Even manufacturers that routinely buy policies may not insure every shipment. “In Schenker, we have an insurance program to provide to our clients,” Belcourt says. “There are some customers that do not wish to insure, dwelling on the cost. We respect the decision of the customer. However, we encourage the customer to insure. Sometimes they are sorry they did not insure, because things do happen.”
Not that any exporter should be surprised if a cargo situation goes south and they can’t recoup their loss. Companies such as Schenker require their clients to sign off on declining coverage. “The coverage from carriers is limited; manufacturers cannot expect to be compensated for everything,” Belcourt says. “With insurance, they are covered.”
“Think about your profit margin,” advises Avalon’s Mike Brown.

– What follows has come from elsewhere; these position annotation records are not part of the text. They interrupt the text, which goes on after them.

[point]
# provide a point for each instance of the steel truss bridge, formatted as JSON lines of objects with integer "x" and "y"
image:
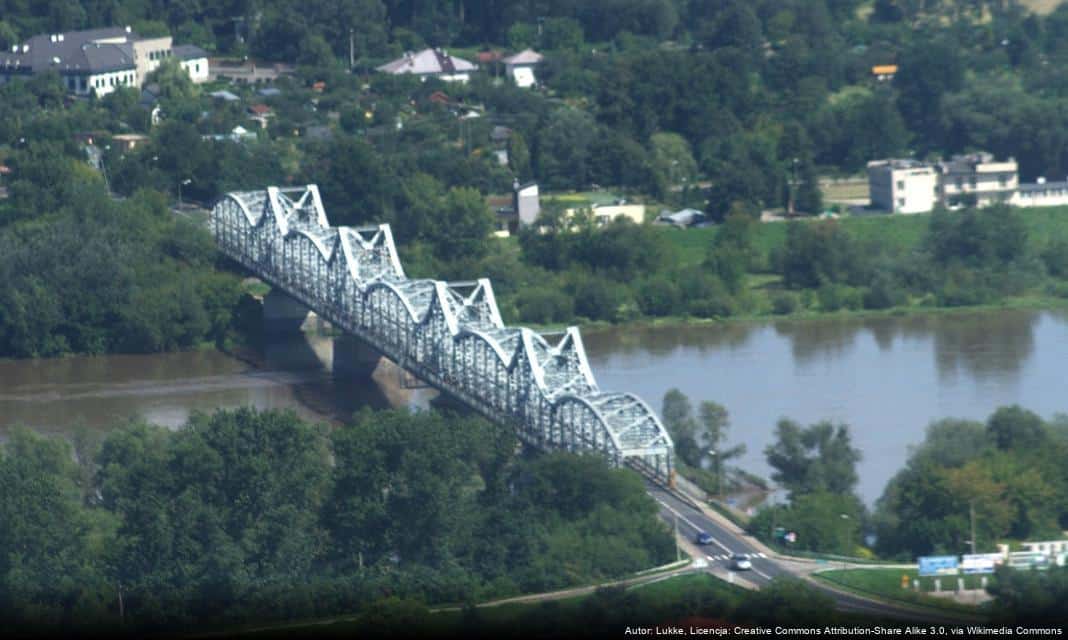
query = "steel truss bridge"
{"x": 449, "y": 334}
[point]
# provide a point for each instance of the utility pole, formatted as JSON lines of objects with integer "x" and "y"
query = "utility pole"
{"x": 678, "y": 553}
{"x": 792, "y": 187}
{"x": 971, "y": 510}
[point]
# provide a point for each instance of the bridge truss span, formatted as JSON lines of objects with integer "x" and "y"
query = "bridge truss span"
{"x": 449, "y": 334}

“Consider how much business you need to do for free to make up for a lost shipment. You say, okay, I’ve got a shipment that’s valued at $100,000. And if that shipment is destroyed in transit, you’ve got to replace it with another $100,000 shipment. But if your profit margin in your business is 10 percent, what that really means is to make up for the lost profit, you’ve got to do 10 times that amount. You’ve got to do $1 million in business to make up for the one lost shipment. If your profit margin is 5 percent, you’ve got to do fundamentally 20 shipments for free to make up for that lost shipment.”
That would be painful for most manufacturers.
“When people really understand,” Brown says, “when they think about it that way and they understand the limitations—the liability limitations that the carriers have—they’re more inclined to insure their shipments. And more sophisticated shippers do tend to insure their shipments.”